Foreign Minister Antonio Tajani, who succeeded Silvio Berlusconi as the leader of his right-wing Forza Italia party, also announced his candidacy, while it was also expected that Prime Minister Giorgia Meloni would do the same for her Brothers of Italy party.
Schlein, head of Italy’s Democratic Party (PD), said she would continue to lead her party from Rome regardless of the result, but hoped that having her name on the ballot will attract votes for her party.
Former Italian prime minister and leader of the populist Five Star Movement Giuseppe Conte on Sunday slammed the tactic as violating “basic rules”, while PD founding president and former prime minister Romano Prodi said party leaders standing in EU elections was an “injury to democracy”.

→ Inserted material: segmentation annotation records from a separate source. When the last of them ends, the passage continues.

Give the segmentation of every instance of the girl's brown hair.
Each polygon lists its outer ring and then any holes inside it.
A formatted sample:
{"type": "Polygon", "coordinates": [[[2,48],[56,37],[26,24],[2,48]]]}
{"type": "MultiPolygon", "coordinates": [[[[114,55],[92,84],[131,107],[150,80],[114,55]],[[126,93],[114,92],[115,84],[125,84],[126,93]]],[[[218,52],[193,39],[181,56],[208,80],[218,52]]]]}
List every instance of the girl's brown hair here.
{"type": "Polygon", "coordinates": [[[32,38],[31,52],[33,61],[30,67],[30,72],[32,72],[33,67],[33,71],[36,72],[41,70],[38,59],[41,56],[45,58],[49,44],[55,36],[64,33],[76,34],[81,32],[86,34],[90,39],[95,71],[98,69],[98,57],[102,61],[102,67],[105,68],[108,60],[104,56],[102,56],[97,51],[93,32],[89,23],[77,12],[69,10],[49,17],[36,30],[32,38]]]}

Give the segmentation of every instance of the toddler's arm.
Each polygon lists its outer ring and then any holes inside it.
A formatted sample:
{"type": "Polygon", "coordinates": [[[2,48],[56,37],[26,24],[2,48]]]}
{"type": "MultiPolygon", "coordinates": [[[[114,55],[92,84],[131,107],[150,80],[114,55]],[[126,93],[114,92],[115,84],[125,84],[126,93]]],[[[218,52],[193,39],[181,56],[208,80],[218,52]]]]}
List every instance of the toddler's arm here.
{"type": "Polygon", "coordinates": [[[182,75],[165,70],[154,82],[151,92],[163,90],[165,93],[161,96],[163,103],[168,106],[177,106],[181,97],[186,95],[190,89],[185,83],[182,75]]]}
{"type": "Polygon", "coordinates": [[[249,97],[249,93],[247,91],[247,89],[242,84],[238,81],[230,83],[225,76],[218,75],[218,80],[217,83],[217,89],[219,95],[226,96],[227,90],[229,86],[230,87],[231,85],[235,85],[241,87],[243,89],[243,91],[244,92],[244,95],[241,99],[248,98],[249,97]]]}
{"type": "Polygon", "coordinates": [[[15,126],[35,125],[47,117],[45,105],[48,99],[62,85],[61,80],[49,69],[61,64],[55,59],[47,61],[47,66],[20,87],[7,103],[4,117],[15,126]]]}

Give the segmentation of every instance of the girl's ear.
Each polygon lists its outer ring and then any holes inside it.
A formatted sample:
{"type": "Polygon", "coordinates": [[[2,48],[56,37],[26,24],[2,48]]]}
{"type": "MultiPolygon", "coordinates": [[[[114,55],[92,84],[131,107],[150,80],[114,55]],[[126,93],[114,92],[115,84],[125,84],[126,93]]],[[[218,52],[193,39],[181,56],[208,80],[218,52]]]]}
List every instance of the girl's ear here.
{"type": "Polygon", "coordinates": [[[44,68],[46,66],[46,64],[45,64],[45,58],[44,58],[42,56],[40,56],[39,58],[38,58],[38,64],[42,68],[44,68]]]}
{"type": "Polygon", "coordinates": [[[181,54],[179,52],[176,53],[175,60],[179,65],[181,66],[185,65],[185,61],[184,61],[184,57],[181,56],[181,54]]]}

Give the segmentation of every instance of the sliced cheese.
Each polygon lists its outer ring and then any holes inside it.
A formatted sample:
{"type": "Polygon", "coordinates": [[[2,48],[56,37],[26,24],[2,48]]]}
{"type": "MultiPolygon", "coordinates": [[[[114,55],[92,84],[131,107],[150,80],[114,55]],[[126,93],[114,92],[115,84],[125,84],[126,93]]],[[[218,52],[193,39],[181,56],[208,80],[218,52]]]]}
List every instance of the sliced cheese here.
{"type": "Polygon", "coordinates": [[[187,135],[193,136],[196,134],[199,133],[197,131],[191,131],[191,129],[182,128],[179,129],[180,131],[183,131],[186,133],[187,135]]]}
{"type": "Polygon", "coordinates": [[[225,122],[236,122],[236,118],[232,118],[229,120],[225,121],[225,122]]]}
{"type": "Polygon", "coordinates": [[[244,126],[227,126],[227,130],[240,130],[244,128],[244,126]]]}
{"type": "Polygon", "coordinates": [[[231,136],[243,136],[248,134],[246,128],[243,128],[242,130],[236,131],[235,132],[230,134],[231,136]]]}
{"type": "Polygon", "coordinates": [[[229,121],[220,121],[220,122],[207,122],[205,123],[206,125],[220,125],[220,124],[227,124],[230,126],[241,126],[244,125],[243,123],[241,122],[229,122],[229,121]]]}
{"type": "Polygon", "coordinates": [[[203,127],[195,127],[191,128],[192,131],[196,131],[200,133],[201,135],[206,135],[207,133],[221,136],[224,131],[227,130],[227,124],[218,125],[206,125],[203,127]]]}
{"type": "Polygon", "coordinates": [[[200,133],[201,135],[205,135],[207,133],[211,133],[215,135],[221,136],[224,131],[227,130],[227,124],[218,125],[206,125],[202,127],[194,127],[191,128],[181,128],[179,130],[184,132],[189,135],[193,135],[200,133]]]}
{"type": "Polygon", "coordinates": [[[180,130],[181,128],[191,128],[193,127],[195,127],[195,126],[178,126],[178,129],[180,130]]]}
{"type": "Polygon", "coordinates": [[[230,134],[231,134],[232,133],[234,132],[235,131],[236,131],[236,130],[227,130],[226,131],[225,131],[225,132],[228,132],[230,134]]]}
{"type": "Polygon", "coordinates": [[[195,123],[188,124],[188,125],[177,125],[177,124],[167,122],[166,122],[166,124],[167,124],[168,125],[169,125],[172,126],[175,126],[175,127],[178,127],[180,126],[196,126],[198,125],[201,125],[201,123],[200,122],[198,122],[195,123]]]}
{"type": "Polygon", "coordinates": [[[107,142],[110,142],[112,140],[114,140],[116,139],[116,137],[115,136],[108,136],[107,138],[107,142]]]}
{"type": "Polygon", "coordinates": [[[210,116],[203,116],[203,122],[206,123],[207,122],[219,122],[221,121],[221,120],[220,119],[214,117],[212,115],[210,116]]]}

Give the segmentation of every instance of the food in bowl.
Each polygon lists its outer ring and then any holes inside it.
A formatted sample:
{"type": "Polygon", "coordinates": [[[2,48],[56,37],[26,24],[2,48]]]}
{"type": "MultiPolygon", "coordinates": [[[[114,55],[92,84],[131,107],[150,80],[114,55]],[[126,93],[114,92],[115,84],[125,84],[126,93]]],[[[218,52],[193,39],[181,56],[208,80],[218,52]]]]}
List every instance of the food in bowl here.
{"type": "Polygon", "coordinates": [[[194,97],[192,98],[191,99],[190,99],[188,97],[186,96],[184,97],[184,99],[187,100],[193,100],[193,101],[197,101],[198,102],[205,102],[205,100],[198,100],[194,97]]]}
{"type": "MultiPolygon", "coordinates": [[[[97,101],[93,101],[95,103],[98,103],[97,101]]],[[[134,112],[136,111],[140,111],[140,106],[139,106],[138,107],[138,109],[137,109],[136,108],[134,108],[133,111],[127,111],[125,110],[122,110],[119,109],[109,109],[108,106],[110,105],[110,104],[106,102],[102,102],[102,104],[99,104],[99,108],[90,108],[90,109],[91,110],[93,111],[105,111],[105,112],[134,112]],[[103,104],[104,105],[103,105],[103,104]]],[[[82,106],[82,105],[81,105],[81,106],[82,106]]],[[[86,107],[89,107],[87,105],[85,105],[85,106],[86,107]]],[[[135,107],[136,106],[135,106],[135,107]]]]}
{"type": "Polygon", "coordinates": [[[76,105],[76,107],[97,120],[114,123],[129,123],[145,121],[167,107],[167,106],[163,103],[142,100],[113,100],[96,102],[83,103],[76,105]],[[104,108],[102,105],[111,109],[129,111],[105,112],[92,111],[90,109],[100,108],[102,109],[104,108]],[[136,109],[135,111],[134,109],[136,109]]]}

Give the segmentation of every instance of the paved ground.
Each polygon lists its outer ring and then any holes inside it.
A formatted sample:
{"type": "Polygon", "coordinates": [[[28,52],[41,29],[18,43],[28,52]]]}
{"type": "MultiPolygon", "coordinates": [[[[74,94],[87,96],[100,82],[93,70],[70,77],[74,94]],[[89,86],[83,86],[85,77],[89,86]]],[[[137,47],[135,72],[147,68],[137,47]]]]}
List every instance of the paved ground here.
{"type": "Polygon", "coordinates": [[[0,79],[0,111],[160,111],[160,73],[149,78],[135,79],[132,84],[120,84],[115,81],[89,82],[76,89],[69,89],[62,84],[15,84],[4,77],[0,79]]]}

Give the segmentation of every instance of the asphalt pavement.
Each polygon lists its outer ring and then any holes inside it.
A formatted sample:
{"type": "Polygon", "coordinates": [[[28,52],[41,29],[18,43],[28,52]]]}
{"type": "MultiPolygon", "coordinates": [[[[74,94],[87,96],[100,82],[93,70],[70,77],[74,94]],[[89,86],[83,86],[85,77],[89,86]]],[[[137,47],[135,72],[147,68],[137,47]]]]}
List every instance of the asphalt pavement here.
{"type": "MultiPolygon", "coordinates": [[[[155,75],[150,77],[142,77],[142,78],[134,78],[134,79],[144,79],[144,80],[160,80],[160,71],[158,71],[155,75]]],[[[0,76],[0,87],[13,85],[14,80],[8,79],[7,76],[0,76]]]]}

13 arrested for violence at juvenile detention centre
Italian police on Monday arrested 13 prison guards and suspended eight others on charges of violence against inmates at a youth detention facility, AFP reported.
The alleged violence took place at the Cesare Beccaria juvenile prison on the outskirts of Milan from 2022, according to a statement released to the press by police.
The charges include “complicity in the crime of torture” and “complicity in the crime of causing injury to minors”, both aggravated by abuse of power, as well as attempted sexual assault.
Police used CCTV footage as well as wiretaps and testimony from former inmates to compile their dossier, according to the statement.
Rising heat is harming Italians’ health, study shows
People in Italy are among those at increasing risk of health problems caused by heat stress in Europe, according to a new study from two leading climate change institutes.
A report released by the EU’s Copernicus Climate Change Service and the UN’s World Meteorological Organization (WMO) on Monday revealed that southern Europe experienced a record number of “extreme heat stress” days in 2023.
Parts of Italy, along with Spain, France, Greece and Turkey, last summer saw more than ten such days, on which atmospheric temperatures feel like 46C (115F) and citizens are at risk of suffering from heat stroke, according to AFP’s summary of the report.
Last August Milan recorded its hottest daily average temperature since it first started taking measurements in 1763. The southern Italian region of Sicily has been under a state of emergency for drought since February of this year.